Of course, there is no particular need to restrict ourselves to using Windows for document creation. Many other operating systems have suitable software available, for example Unix and MacOS.
4.2 LaTeX
The printed version of this document was typeset using LaTeX. Those with a mathematical or statistical background may be familiar with it because it has a sound reputation for being highly suitable for scientific writing, especially for work containing equations. It approaches document-writing from the perspective of “logical structure” based on a defined document style and makes creation of professional manuscripts remarkably straightforward, once one is familiar with this concept. All LaTeX source files are plain text files and as such are perfectly portable, shareable and safe. The final, printed document is normally Postscript or Portable Document Format (PDF), which is designed to appear identically across platforms and all postscript-compatible printers. These file formats are also “open” and documented, so that the absence of metadata can be easily verified by inspecting the files before distribution. Traditionally, LaTeX has been used under Unix, but versions for Windows are also available.
5 Discussion
There are of course many circumstances when using Microsoft Word is a perfectly reasonable thing to do, and may in fact be the preferred tool. As discussed, however, there are always many issues to bear in mind when doing so, especially when sharing documents with others. Some of these relate to functionality and interoperabilty, others to confidentiality and privacy.
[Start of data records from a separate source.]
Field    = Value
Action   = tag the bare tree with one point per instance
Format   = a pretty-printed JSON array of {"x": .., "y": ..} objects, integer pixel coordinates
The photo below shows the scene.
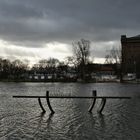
[
  {"x": 114, "y": 56},
  {"x": 81, "y": 51}
]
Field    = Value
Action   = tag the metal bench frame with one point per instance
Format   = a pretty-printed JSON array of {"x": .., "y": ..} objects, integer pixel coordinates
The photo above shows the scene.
[{"x": 94, "y": 97}]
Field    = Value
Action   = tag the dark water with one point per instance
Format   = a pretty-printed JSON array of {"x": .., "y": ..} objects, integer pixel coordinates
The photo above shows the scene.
[{"x": 21, "y": 119}]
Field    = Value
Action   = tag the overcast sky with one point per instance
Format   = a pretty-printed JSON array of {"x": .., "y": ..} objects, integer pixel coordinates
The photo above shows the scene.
[{"x": 37, "y": 29}]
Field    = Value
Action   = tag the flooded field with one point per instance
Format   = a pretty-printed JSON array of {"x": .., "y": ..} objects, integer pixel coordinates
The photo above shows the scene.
[{"x": 22, "y": 118}]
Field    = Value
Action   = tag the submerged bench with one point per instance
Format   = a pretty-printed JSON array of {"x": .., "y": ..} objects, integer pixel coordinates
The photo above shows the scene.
[{"x": 94, "y": 97}]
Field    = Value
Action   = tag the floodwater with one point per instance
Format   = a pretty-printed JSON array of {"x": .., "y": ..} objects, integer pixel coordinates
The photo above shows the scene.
[{"x": 21, "y": 119}]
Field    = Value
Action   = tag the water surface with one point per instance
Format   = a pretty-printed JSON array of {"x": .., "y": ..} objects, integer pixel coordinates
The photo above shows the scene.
[{"x": 22, "y": 118}]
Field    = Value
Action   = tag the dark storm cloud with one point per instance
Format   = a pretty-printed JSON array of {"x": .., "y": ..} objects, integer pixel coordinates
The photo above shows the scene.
[{"x": 33, "y": 22}]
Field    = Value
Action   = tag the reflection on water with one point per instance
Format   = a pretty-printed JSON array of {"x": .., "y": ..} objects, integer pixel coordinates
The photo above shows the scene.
[{"x": 22, "y": 118}]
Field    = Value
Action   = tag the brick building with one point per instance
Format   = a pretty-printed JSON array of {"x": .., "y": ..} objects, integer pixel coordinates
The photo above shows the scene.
[{"x": 130, "y": 54}]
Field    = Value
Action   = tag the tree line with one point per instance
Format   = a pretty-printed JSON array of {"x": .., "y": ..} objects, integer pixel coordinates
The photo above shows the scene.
[{"x": 78, "y": 65}]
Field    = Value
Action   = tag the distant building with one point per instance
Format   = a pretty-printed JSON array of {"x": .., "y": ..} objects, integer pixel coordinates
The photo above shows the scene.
[{"x": 131, "y": 54}]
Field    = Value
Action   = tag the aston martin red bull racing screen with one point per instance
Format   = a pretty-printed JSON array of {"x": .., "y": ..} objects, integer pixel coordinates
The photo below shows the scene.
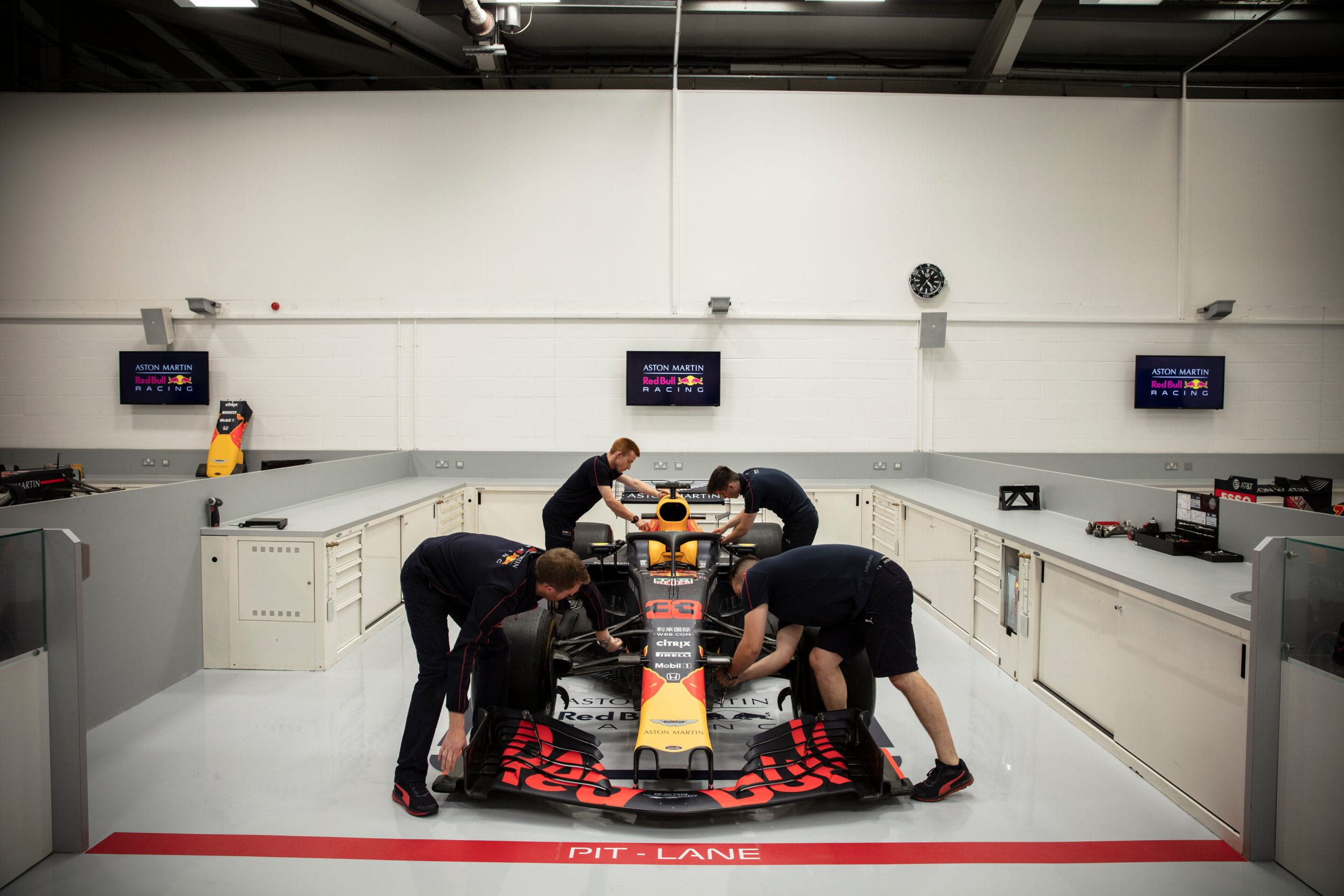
[
  {"x": 164, "y": 378},
  {"x": 673, "y": 378},
  {"x": 1179, "y": 381}
]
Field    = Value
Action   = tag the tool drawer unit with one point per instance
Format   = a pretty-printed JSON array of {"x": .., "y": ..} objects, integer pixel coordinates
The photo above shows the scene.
[{"x": 303, "y": 599}]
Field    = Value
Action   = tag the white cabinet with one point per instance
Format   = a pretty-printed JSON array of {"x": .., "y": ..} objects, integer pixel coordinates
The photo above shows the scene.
[
  {"x": 417, "y": 524},
  {"x": 514, "y": 513},
  {"x": 1167, "y": 687},
  {"x": 455, "y": 512},
  {"x": 304, "y": 602},
  {"x": 987, "y": 593},
  {"x": 381, "y": 567},
  {"x": 937, "y": 556},
  {"x": 1183, "y": 704},
  {"x": 1078, "y": 632},
  {"x": 841, "y": 516},
  {"x": 885, "y": 524}
]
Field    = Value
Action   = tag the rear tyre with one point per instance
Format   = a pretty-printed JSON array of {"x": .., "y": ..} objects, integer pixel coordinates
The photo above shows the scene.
[
  {"x": 768, "y": 539},
  {"x": 589, "y": 534},
  {"x": 531, "y": 676},
  {"x": 860, "y": 686}
]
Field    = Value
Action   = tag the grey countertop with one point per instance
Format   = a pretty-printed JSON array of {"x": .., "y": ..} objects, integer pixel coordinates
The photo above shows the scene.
[
  {"x": 326, "y": 516},
  {"x": 1206, "y": 587},
  {"x": 1202, "y": 586}
]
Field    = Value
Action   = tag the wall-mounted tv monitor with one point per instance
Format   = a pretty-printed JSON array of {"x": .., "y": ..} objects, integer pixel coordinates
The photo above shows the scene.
[
  {"x": 673, "y": 378},
  {"x": 1179, "y": 381},
  {"x": 164, "y": 378}
]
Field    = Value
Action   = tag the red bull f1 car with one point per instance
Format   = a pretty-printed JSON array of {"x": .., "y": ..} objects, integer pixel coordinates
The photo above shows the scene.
[{"x": 679, "y": 620}]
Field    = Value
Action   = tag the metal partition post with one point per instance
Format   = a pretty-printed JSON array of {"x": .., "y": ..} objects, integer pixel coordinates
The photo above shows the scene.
[
  {"x": 1263, "y": 698},
  {"x": 66, "y": 568}
]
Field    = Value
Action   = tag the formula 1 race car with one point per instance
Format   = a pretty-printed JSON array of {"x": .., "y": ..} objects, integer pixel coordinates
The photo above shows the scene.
[{"x": 679, "y": 620}]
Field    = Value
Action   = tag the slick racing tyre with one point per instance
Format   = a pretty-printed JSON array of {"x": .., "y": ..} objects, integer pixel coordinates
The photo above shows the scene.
[
  {"x": 589, "y": 534},
  {"x": 531, "y": 678},
  {"x": 860, "y": 686},
  {"x": 768, "y": 539}
]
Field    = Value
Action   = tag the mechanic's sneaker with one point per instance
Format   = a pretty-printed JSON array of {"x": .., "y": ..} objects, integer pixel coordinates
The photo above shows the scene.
[
  {"x": 414, "y": 798},
  {"x": 942, "y": 781}
]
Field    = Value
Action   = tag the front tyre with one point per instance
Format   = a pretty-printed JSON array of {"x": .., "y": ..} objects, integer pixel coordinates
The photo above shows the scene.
[{"x": 531, "y": 675}]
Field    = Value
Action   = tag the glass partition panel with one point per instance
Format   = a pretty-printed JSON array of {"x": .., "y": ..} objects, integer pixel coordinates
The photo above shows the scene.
[
  {"x": 23, "y": 613},
  {"x": 1314, "y": 604}
]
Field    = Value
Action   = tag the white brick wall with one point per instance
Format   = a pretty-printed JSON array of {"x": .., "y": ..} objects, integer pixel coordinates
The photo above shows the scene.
[
  {"x": 311, "y": 385},
  {"x": 560, "y": 386},
  {"x": 790, "y": 386},
  {"x": 1057, "y": 387},
  {"x": 792, "y": 203}
]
There is a huge amount of additional information, the so-called “metadata” that is sent along with the document text when sent as a DOC file, that any competent professional would never dream of including
when sending a paper copy, for example. Similarly, one would not normally want older, superceded drafts of a document to be sent in addition to the final version; this is effectively what happens when distributing a DOC file consisting of multiple document revisions.
The problem of the DOC file format is very real. Consider the huge number of documents that have been written and saved in this format. Decades from now, will these documents still be readable by contemporary software? Only Microsoft knows the format of all those files. One thing that can be relied upon, however, is that plain text files will always be readable, even if the software used to create them has long disappeared.
In an ideal world, there would be a standard document file format, so that everyone could exchange documents freely and easily but would not be tied to using a single piece of software. Putting to one side the option of simple plain text, such a thing almost exists already. In fact, there are several “open” file formats which could be used for documents, all of which are specially-formatted text files. One of these is HTML (hyper-text markup language), which is the language used to write web pages. The simple idea of HTML is that documents are text files which can be edited by any piece of software one happens to be using (even Microsoft Word) and can be displayed using a web browser; the web browser interprets the content of the HTML text file. Another technology, known as XML (eXtensible markup language), is in its infancy and works in a similar way, but is much more flexible and versatile.
Hopefully, this document will have conveyed the message that the distribution of DOC files generated by Microsoft Word can be potentially hazardous. Distribution can breach confidentiality, result in an invasion of privacy, cause a variety of interoperability issues and transmit viruses. The author strongly urges all users of Microsoft Word to bear these warnings in mind at all times and to consider not distributing DOC files!